I’m on top of making each day of Advent meaningful. I execute crafts and lessons that center around Jesus’ birth.
As it draws closer to Christmas, however, I start fearing I won’t get to everything on my checklist. My mind races as I mentally plan out how I can cram all of those special activities and memories with my children in the days left until December 25.
Then I get stressed, doing the very things that were supposed to help me focus on the true meaning of this holiday.
My natural inclination is to do more, when in fact I need to do less. Christmas shouldn’t be about a checklist; it should be about Christ.
There are so many articles out there about how I can make this Christmas the most memorable, the most purposeful, the most Christ-centered… I end up just wanting to crawl under the tree to hide.
Christmas becomes something to do rather than something to enjoy. Eventually instead of dancing through the house singing Christmas songs, I’m snapping at my kids and stealing their holiday spirit just like the Grinch.
So here’s what I’m doing instead, to focus on the Person who brings joy rather than chasing a feeling of joy.
Sitting at His feet.
In the midst of my busy preparations I’ve felt the Lord say, “Stop doing all the things and just rest in my presence.” So the other night when not a creature was stirring, I sat by the light of the tree, got comfy, and had some quiet reflection of what Christmas really means to me and my family.
It’s God coming down and leaving all the riches of Heaven to be one of us. On a similar dark night, the shepherds worshipped their Savior, offering little but their hearts and adoration. Shouldn’t I celebrate Christmas in the same way: humbly and simply? An Advent plan, though well-intentioned, shouldn’t take the place of “come let us adore Him”.
Meditating on scripture that deals with the Nativity.
I have set aside some time each day to read through the Christmas Story with my children. We’re reading a little bit at a time, beginning in Luke 1:1-2:40 and then Matthew 1:18-2:23.
Joy that sustains throughout this season is found in these verses. I especially love Luke 2:10-11 which says,
“… For behold, I bring you good news of great joy which will be for all the people; for today in the city of David there has been born for you a Savior, who is Christ the Lord.” (emphasis mine)
These scriptures will also last us throughout the year, long after the presents have been opened and the decorations have been put away. This kind of joy doesn’t fade with the unplugging of the tree lights, or with the disposal of wrapping paper and bows.
Singing Christmas carols.
These hauntingly beautiful hymns contain such rich biblical truth in them.
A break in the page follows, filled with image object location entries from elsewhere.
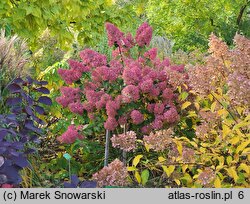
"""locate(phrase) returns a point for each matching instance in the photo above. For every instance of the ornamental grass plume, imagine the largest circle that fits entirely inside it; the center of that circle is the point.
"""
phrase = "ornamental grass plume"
(13, 58)
(115, 174)
(126, 142)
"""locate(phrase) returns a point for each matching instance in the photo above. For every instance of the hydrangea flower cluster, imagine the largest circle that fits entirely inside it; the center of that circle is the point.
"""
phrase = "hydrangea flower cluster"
(160, 140)
(126, 142)
(128, 90)
(115, 174)
(71, 135)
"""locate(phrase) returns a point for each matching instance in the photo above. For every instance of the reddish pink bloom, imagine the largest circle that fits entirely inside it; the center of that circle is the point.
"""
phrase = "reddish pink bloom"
(137, 117)
(158, 108)
(146, 85)
(125, 142)
(110, 124)
(122, 120)
(167, 94)
(157, 124)
(151, 54)
(171, 115)
(76, 107)
(102, 102)
(70, 135)
(150, 107)
(130, 93)
(115, 174)
(146, 129)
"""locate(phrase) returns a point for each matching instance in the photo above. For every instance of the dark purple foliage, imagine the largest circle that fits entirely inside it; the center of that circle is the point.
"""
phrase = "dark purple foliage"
(17, 126)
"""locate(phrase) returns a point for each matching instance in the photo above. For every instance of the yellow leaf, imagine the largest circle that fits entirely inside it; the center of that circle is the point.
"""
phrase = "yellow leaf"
(217, 182)
(210, 97)
(168, 170)
(232, 173)
(221, 160)
(184, 168)
(213, 106)
(161, 159)
(138, 177)
(131, 168)
(136, 160)
(242, 146)
(239, 110)
(241, 124)
(185, 105)
(222, 112)
(179, 147)
(225, 131)
(246, 151)
(244, 167)
(177, 182)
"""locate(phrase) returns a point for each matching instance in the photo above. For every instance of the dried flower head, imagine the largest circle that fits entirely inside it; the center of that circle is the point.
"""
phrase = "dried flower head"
(160, 140)
(115, 174)
(126, 142)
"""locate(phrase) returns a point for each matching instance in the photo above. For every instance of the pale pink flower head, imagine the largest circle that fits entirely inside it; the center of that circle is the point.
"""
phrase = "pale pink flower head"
(168, 94)
(122, 120)
(171, 115)
(150, 107)
(137, 117)
(160, 140)
(115, 174)
(158, 108)
(70, 135)
(144, 35)
(125, 142)
(78, 66)
(110, 123)
(93, 58)
(76, 107)
(146, 85)
(146, 129)
(151, 54)
(115, 36)
(130, 93)
(157, 124)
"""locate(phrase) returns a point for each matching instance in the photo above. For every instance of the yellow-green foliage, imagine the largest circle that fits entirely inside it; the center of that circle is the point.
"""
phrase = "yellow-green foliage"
(219, 154)
(65, 19)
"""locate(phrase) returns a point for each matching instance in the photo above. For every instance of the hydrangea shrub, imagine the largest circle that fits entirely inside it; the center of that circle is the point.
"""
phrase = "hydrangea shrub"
(134, 88)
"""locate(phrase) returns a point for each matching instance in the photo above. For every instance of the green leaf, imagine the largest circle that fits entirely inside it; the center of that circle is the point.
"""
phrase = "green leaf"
(136, 160)
(145, 176)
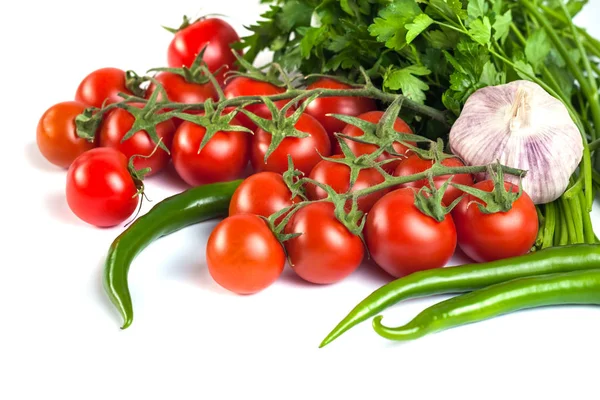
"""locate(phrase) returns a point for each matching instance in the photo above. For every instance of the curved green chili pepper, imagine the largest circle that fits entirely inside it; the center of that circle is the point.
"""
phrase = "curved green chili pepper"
(466, 278)
(578, 287)
(174, 213)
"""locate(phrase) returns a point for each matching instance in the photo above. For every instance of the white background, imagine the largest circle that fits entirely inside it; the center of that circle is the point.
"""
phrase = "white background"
(60, 337)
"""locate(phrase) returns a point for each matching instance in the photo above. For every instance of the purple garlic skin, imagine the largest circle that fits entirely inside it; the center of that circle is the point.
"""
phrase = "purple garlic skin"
(522, 126)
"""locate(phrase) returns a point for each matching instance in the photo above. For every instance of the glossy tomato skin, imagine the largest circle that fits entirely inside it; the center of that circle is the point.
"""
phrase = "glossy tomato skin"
(243, 255)
(489, 237)
(415, 164)
(337, 176)
(263, 194)
(325, 252)
(223, 158)
(403, 240)
(361, 148)
(100, 189)
(212, 34)
(352, 106)
(104, 84)
(118, 122)
(242, 86)
(304, 151)
(57, 134)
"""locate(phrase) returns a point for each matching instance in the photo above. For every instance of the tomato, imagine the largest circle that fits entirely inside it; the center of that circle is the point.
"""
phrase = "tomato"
(100, 189)
(362, 148)
(242, 86)
(261, 194)
(487, 237)
(212, 34)
(304, 151)
(320, 107)
(181, 91)
(325, 252)
(337, 176)
(243, 255)
(403, 240)
(102, 85)
(415, 164)
(223, 158)
(57, 134)
(118, 122)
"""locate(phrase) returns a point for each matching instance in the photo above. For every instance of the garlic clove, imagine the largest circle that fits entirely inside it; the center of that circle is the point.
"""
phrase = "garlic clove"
(522, 126)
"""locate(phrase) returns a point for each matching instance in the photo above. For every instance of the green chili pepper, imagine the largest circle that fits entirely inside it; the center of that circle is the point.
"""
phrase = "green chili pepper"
(466, 278)
(174, 213)
(578, 287)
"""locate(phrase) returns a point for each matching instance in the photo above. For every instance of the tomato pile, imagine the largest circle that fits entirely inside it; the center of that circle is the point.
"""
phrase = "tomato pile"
(333, 179)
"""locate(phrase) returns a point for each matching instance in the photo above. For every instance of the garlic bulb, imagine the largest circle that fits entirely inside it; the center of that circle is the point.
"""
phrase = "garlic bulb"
(522, 126)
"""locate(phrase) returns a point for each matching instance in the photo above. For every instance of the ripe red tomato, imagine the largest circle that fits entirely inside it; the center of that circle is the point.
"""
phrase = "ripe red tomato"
(304, 151)
(104, 84)
(325, 252)
(415, 164)
(57, 134)
(118, 122)
(212, 34)
(261, 194)
(242, 86)
(100, 189)
(488, 237)
(222, 159)
(337, 176)
(403, 240)
(320, 107)
(361, 148)
(243, 255)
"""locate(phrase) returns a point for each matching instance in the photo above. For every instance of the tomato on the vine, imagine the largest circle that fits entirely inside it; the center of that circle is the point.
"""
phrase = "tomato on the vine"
(402, 240)
(241, 86)
(365, 148)
(415, 164)
(243, 255)
(223, 158)
(326, 251)
(57, 134)
(337, 176)
(100, 188)
(306, 152)
(321, 106)
(102, 85)
(213, 35)
(118, 122)
(261, 194)
(487, 237)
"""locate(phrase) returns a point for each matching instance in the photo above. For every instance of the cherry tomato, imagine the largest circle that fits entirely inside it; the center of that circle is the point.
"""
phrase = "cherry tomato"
(304, 151)
(242, 86)
(57, 134)
(118, 122)
(415, 164)
(243, 255)
(212, 34)
(102, 85)
(100, 189)
(223, 158)
(321, 106)
(261, 194)
(488, 237)
(403, 240)
(361, 148)
(337, 176)
(325, 252)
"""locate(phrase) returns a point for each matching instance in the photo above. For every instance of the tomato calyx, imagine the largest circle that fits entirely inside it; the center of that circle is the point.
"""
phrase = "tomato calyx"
(281, 126)
(381, 134)
(499, 199)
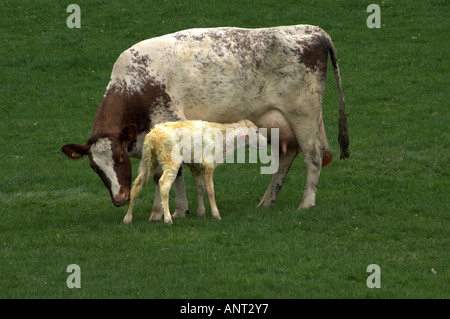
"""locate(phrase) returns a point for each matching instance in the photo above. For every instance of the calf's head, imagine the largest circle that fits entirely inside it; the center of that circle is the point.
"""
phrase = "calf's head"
(109, 159)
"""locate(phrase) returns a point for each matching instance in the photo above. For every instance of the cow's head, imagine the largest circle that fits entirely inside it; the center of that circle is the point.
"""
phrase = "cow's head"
(109, 159)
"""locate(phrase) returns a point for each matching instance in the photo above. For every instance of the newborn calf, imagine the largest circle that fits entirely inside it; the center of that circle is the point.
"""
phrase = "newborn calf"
(196, 140)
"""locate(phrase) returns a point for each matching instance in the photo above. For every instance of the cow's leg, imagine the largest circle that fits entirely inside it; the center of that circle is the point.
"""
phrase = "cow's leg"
(137, 186)
(278, 178)
(308, 136)
(165, 182)
(200, 189)
(157, 210)
(209, 184)
(181, 203)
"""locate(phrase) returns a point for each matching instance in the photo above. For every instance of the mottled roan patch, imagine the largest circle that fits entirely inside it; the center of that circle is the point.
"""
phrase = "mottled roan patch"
(274, 77)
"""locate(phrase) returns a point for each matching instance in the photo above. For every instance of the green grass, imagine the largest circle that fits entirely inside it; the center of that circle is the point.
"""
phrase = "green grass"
(387, 205)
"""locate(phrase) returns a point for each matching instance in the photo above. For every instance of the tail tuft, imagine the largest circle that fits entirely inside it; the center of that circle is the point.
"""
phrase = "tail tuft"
(343, 134)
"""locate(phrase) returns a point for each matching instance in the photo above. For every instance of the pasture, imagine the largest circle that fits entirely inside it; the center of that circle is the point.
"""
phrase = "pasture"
(386, 205)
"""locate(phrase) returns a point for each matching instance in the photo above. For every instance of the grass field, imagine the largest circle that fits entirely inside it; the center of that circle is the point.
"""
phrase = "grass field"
(386, 205)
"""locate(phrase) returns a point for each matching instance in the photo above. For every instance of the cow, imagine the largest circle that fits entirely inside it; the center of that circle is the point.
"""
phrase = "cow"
(275, 77)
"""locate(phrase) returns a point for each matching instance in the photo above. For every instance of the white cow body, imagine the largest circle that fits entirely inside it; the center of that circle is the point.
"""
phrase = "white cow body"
(274, 77)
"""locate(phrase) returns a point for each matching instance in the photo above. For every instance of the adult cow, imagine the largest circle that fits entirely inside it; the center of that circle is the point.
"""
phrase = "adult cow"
(274, 77)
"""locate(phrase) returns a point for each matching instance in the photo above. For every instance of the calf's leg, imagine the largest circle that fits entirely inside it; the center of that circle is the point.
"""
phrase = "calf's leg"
(208, 180)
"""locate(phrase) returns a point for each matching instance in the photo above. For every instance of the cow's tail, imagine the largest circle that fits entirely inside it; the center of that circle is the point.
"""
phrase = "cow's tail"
(343, 135)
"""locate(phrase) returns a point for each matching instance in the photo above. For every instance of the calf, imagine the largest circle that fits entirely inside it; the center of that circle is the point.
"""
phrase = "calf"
(161, 154)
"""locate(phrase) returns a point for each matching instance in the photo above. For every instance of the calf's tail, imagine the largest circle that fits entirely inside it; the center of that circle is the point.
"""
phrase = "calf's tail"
(343, 135)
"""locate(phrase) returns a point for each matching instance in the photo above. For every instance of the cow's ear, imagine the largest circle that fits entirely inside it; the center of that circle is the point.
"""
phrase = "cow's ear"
(128, 133)
(75, 151)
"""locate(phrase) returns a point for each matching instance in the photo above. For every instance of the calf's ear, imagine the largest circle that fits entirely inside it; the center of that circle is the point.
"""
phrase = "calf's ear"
(75, 151)
(128, 133)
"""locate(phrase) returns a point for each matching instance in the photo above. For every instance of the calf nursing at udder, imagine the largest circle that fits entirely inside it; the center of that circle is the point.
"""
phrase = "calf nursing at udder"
(161, 155)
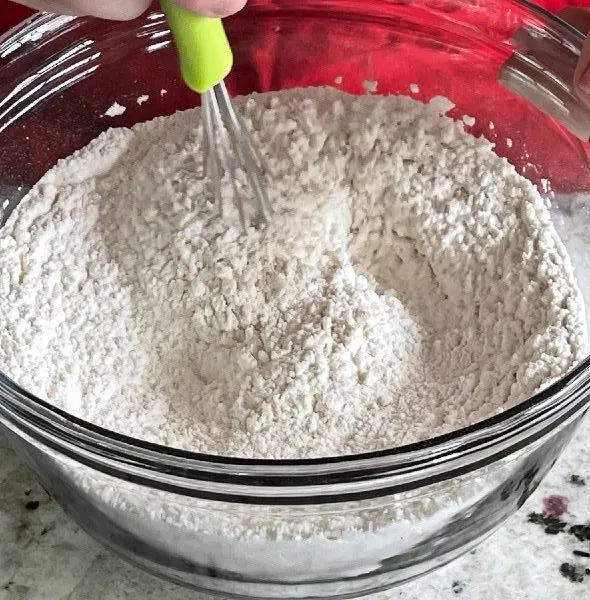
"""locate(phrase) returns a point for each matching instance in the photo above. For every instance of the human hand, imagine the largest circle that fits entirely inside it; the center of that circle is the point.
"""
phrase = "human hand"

And Josh Groban’s rendition of O Holy Night? Chills every time.
“Word of the Father, now in flesh appearing”
“Pleased as man with men to dwell, Jesus our Emmanuel”
“Remember Christ the Savior was born on Christmas Day, to save us all from Satan’s power when we had gone astray”
These words speak to me of the reason that we celebrate Christmas in the first place. Because God took on flesh and made Himself known to us in a very personal way. Because He humbled Himself to experience everything that we do on earth and took back the power over death, we never have to face life alone.
We can worship Jesus simply by singing these words and letting them sink deep down into our hearts, affirming He is our Savior who is worthy to be praised.
Joy is not a feeling I can catch during the Christmas season and hold onto. I need to be deliberate about focusing on Christ, otherwise my spirit is squelched when I discover that a gift is on back order, or when there are long lines at the store, or when my kids are crabby because they’ve had too much sugar at all the Christmas parties.
I can feel joyful passing down traditions to my children to celebrate this time of year, but that kind of Christmas spirit always leaves me wanting. True joy only comes from knowing Jesus.
And if you absolutely feel like you must participate in an Advent activity of some kind, try one that involves a simple weekly plan, instead of one that requires crafting or lessons for 25 days straight.
Let’s slow down, simplify, and savor this season. Come rest in the Christ of Christmas with me!